Data Storage
We have now looked at how we find data and how we can collect data. By following the principles of the data life cycle, we realise that we have now reached the point where we must store the data. Data collection involves not just retrieving and recording data, but also compiling and storing it somewhere.
We could collect data simply by using a program like Microsoft Excel, where we can input, structure and organise the data and make it usable. In larger projects, however, it often becomes cumbersome—if not outright unfeasible—to manually collect data and work in a spreadsheet.

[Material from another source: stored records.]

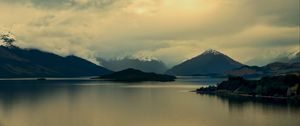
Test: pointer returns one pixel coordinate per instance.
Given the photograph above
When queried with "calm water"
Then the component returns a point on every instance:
(95, 103)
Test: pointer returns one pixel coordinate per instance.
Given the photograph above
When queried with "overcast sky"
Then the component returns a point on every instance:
(170, 30)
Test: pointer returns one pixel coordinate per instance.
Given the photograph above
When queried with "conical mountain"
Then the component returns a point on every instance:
(209, 62)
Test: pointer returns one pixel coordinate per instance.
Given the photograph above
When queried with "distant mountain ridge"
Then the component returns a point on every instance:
(152, 65)
(272, 69)
(133, 75)
(17, 62)
(209, 62)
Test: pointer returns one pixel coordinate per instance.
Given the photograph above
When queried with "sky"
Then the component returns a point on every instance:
(169, 30)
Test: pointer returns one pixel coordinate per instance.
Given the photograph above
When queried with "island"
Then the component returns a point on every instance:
(274, 87)
(133, 75)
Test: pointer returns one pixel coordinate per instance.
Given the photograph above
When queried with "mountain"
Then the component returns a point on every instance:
(17, 62)
(272, 69)
(209, 62)
(152, 65)
(133, 75)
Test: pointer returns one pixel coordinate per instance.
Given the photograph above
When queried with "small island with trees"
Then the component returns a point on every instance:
(133, 75)
(275, 87)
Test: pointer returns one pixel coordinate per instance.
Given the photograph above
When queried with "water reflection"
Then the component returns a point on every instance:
(93, 103)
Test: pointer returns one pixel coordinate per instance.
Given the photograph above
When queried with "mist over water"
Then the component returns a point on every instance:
(98, 103)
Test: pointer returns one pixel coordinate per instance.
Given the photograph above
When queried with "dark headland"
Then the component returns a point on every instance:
(133, 75)
(275, 87)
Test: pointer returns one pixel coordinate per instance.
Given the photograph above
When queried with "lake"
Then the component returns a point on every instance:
(82, 102)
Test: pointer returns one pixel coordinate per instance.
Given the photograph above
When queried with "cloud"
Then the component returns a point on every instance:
(172, 30)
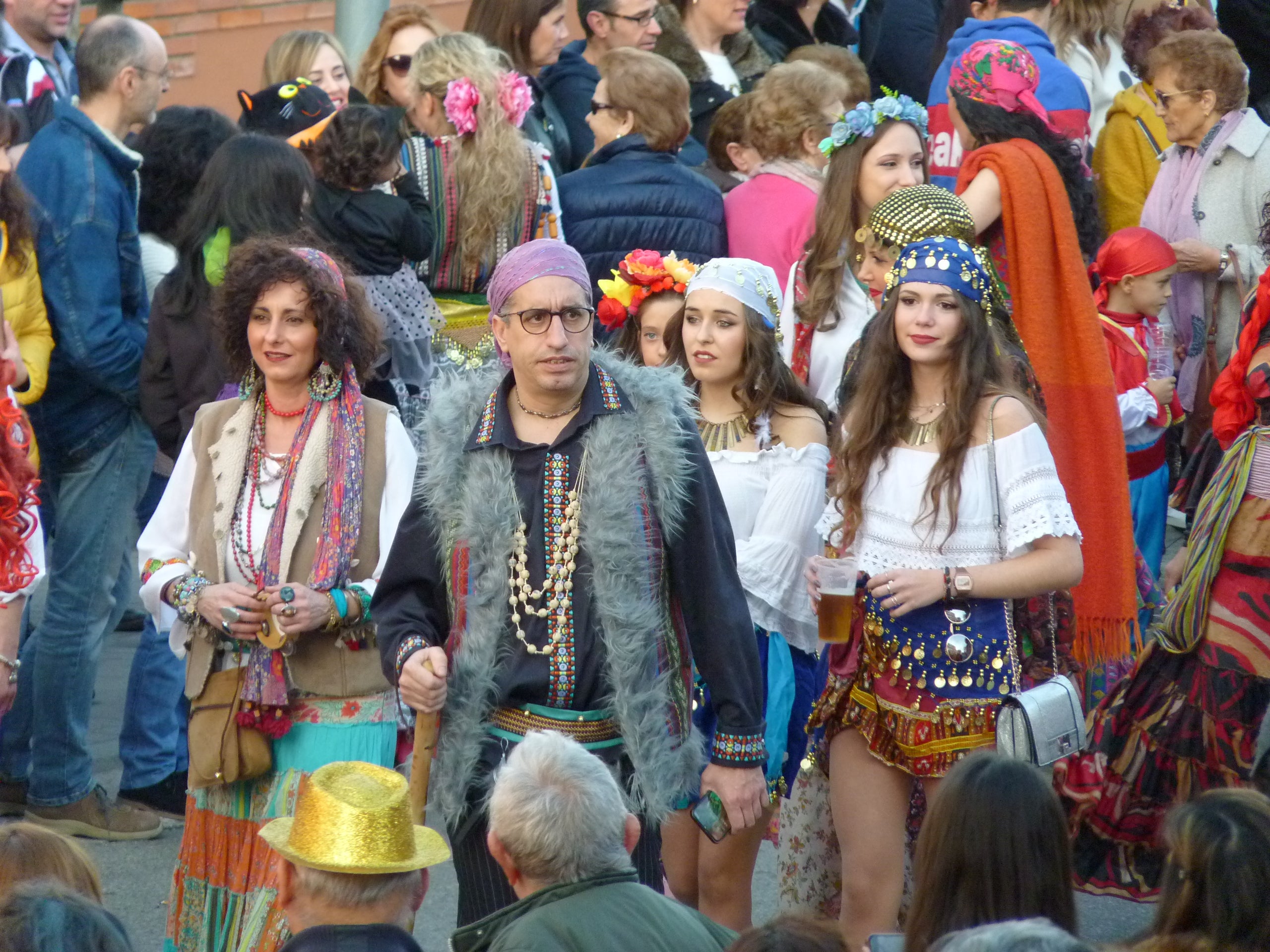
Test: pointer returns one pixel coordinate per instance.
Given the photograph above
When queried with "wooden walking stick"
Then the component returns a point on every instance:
(421, 762)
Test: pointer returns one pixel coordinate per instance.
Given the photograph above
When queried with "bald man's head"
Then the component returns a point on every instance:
(112, 45)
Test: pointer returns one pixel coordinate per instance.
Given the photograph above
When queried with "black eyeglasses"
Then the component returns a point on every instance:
(642, 21)
(399, 64)
(538, 320)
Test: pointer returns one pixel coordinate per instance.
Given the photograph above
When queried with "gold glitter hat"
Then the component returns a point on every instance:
(355, 818)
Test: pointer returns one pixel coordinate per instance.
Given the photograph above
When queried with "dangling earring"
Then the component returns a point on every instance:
(248, 384)
(324, 384)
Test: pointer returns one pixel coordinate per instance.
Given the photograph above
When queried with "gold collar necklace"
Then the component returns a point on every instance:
(723, 436)
(545, 416)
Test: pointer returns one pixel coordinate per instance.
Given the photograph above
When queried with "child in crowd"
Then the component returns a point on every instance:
(1135, 267)
(379, 233)
(645, 294)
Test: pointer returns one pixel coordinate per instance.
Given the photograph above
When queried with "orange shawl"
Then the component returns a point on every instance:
(1058, 323)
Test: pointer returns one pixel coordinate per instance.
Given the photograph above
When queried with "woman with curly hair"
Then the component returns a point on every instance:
(1135, 139)
(1187, 717)
(379, 233)
(489, 187)
(262, 559)
(873, 150)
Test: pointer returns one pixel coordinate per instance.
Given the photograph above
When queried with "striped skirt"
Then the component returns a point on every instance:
(224, 889)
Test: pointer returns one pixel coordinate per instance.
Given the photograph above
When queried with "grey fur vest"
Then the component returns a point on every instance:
(636, 484)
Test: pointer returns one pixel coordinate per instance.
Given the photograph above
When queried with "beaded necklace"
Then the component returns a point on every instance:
(241, 526)
(558, 584)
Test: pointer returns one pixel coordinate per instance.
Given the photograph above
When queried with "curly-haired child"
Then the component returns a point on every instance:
(379, 230)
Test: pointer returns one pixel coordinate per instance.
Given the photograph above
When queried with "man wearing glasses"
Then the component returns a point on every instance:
(566, 561)
(572, 80)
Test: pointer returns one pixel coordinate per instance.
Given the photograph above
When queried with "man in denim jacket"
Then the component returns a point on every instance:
(97, 451)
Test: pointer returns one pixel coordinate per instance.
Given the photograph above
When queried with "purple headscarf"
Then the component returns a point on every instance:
(535, 259)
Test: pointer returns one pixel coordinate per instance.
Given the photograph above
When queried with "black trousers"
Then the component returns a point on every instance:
(482, 887)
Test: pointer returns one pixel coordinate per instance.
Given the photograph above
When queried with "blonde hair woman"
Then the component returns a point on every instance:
(1087, 36)
(312, 54)
(491, 188)
(384, 75)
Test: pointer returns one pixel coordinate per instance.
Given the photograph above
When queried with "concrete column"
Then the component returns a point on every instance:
(356, 22)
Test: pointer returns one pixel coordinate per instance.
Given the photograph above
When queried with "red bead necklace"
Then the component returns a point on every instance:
(271, 408)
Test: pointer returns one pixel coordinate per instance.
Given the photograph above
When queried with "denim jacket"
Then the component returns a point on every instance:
(85, 186)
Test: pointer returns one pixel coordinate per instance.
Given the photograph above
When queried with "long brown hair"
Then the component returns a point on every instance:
(370, 74)
(832, 248)
(1218, 871)
(766, 380)
(994, 847)
(879, 412)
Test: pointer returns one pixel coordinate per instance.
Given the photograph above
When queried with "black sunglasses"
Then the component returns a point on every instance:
(399, 64)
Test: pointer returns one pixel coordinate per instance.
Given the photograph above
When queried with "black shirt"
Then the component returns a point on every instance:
(700, 561)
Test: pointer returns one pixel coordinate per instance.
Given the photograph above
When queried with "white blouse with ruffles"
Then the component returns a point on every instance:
(167, 536)
(774, 498)
(897, 531)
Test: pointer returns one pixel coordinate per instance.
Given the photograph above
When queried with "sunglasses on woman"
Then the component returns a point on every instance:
(399, 64)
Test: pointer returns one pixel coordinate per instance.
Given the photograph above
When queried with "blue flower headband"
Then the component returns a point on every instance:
(865, 119)
(948, 262)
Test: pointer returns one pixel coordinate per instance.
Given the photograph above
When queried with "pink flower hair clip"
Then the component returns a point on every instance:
(515, 97)
(460, 103)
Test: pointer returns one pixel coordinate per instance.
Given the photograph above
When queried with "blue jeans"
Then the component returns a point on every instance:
(92, 575)
(153, 742)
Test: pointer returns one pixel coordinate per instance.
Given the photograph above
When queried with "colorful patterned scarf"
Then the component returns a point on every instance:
(337, 540)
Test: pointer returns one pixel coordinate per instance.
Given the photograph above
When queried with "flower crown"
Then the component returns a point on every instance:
(639, 275)
(463, 98)
(865, 119)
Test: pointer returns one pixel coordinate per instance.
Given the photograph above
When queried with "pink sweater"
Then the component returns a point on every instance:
(769, 219)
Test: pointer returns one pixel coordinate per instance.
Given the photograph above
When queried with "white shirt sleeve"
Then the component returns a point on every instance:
(400, 463)
(1033, 500)
(770, 563)
(1137, 407)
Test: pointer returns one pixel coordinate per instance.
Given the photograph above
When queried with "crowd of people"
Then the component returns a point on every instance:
(729, 425)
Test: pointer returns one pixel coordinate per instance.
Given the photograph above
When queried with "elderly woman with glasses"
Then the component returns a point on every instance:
(262, 559)
(1207, 201)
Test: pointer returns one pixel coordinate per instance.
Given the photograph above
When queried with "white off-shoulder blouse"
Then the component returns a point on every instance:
(774, 499)
(897, 531)
(167, 536)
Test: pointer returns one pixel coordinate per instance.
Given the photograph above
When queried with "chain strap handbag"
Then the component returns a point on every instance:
(1047, 722)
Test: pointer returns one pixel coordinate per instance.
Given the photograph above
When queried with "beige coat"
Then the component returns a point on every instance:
(221, 440)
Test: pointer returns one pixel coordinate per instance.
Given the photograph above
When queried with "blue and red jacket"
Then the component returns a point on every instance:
(1061, 92)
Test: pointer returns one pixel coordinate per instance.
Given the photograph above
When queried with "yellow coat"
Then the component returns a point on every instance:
(24, 310)
(1127, 155)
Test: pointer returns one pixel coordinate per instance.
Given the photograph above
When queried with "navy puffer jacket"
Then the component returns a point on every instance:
(632, 197)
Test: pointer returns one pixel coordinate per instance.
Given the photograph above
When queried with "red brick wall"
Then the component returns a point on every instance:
(216, 48)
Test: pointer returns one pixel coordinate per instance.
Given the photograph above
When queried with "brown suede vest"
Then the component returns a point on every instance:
(220, 440)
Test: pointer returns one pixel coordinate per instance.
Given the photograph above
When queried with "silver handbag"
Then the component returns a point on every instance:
(1047, 722)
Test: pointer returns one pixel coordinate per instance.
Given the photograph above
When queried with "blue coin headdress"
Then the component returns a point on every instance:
(943, 261)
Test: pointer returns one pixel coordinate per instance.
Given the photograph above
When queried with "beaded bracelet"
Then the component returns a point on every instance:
(341, 601)
(365, 598)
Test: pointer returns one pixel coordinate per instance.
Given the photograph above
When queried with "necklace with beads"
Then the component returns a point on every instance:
(558, 586)
(723, 436)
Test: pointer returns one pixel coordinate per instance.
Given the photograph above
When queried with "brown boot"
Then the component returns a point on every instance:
(13, 797)
(98, 818)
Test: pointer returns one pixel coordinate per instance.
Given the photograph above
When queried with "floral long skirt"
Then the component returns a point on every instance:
(224, 889)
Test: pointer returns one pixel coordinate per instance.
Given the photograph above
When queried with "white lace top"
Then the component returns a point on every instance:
(774, 498)
(1033, 504)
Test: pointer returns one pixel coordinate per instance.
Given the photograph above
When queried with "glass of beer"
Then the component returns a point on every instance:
(836, 579)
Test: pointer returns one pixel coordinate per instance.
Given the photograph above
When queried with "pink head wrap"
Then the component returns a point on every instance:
(535, 259)
(1003, 74)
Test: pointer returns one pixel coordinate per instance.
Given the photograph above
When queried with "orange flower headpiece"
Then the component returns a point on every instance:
(639, 275)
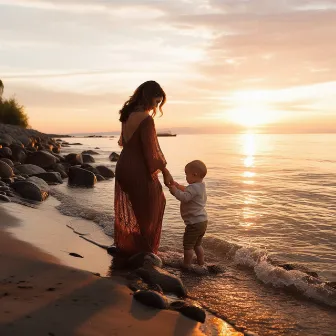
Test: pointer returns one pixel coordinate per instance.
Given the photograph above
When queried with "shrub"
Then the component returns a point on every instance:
(11, 112)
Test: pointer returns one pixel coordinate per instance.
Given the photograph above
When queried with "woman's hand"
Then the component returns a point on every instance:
(167, 178)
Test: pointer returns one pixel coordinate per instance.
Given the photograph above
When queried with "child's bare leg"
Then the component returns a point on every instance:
(200, 255)
(188, 254)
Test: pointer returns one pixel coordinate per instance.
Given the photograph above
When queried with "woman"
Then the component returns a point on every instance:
(139, 200)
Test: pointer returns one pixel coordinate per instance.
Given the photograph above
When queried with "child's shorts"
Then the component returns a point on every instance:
(193, 235)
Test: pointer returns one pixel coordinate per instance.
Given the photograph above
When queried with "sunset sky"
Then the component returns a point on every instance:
(226, 65)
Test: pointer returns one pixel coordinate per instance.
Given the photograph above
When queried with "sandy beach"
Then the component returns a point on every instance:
(45, 291)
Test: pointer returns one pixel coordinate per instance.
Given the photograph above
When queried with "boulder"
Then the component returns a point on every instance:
(100, 178)
(29, 169)
(151, 298)
(114, 157)
(25, 140)
(50, 177)
(59, 168)
(74, 159)
(90, 168)
(81, 178)
(168, 282)
(19, 154)
(91, 152)
(87, 158)
(42, 159)
(8, 161)
(5, 170)
(5, 152)
(4, 198)
(105, 172)
(6, 140)
(33, 188)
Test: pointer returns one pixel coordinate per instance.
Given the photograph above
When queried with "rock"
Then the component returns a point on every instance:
(114, 157)
(8, 161)
(91, 152)
(74, 159)
(29, 169)
(25, 140)
(19, 154)
(151, 298)
(59, 168)
(6, 140)
(41, 158)
(105, 172)
(5, 152)
(33, 188)
(4, 198)
(5, 170)
(18, 178)
(81, 177)
(192, 311)
(87, 158)
(168, 282)
(142, 258)
(50, 177)
(90, 168)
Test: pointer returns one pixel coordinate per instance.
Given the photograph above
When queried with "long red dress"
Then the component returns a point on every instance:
(139, 201)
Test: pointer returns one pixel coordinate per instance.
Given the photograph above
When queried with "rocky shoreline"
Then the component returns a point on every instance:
(30, 161)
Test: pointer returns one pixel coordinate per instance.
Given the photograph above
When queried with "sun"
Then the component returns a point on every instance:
(251, 109)
(251, 115)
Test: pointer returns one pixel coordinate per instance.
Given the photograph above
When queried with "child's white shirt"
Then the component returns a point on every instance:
(193, 200)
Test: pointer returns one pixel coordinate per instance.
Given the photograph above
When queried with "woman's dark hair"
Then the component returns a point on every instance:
(143, 97)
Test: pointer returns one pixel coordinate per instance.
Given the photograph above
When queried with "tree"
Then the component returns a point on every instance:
(1, 89)
(11, 112)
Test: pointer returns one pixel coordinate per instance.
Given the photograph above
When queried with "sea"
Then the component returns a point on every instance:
(272, 225)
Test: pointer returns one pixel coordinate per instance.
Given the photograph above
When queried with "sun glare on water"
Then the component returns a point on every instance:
(251, 109)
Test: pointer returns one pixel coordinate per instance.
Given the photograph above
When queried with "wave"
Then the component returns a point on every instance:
(296, 279)
(69, 207)
(265, 269)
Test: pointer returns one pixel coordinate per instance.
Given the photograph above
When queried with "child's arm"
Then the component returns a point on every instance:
(179, 186)
(183, 196)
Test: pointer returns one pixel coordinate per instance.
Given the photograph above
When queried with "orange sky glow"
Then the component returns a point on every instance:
(226, 66)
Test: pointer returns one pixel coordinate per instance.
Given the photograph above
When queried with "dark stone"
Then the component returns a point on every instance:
(59, 168)
(192, 311)
(87, 158)
(91, 152)
(6, 140)
(33, 188)
(168, 282)
(8, 161)
(81, 177)
(114, 157)
(73, 254)
(5, 170)
(4, 198)
(151, 298)
(112, 250)
(50, 177)
(100, 178)
(29, 169)
(42, 159)
(19, 154)
(105, 172)
(90, 168)
(5, 153)
(74, 159)
(138, 260)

Of course, there is a lot one can achieve with Excel and similar programs, but when we talk about data-driven projects, we sometimes need even more powerful tools. Additionally, we would want to automate as much of the collection and clean-up of the data as possible.
For larger data-driven projects, we often use sophisticated storage systems that can serve multiple purposes. Let's take a look at some examples here:
Databases
You will learn more about databases in the next chapter, but let's quickly explain what they are here.
A database is an organised collection of data that has been collected and structured according to specific rules. A database shares some similarities with a spreadsheet. Broadly speaking, both are structured collections of data in tables, with rows and columns. However, they operate in different ways.
A relational database—which is the most common form of database—is best explained with an example:
You want to create a list of your business's customers and their addresses. If you were to do this in a spreadsheet, you would quickly end up duplicating the same data in different cells. Several customers could live on the same street, and many would share the same postcode.
With a relational database, however, you avoid entering the street name and postcode for each individual customer. Instead, customers, addresses and postal codes are stored separately, and we instead establish relationships that link them together. Thus, each thing we collect data about, and the characteristics that can describe them, are only entered once. In this way, data can be centralised and double-stored data can be controlled.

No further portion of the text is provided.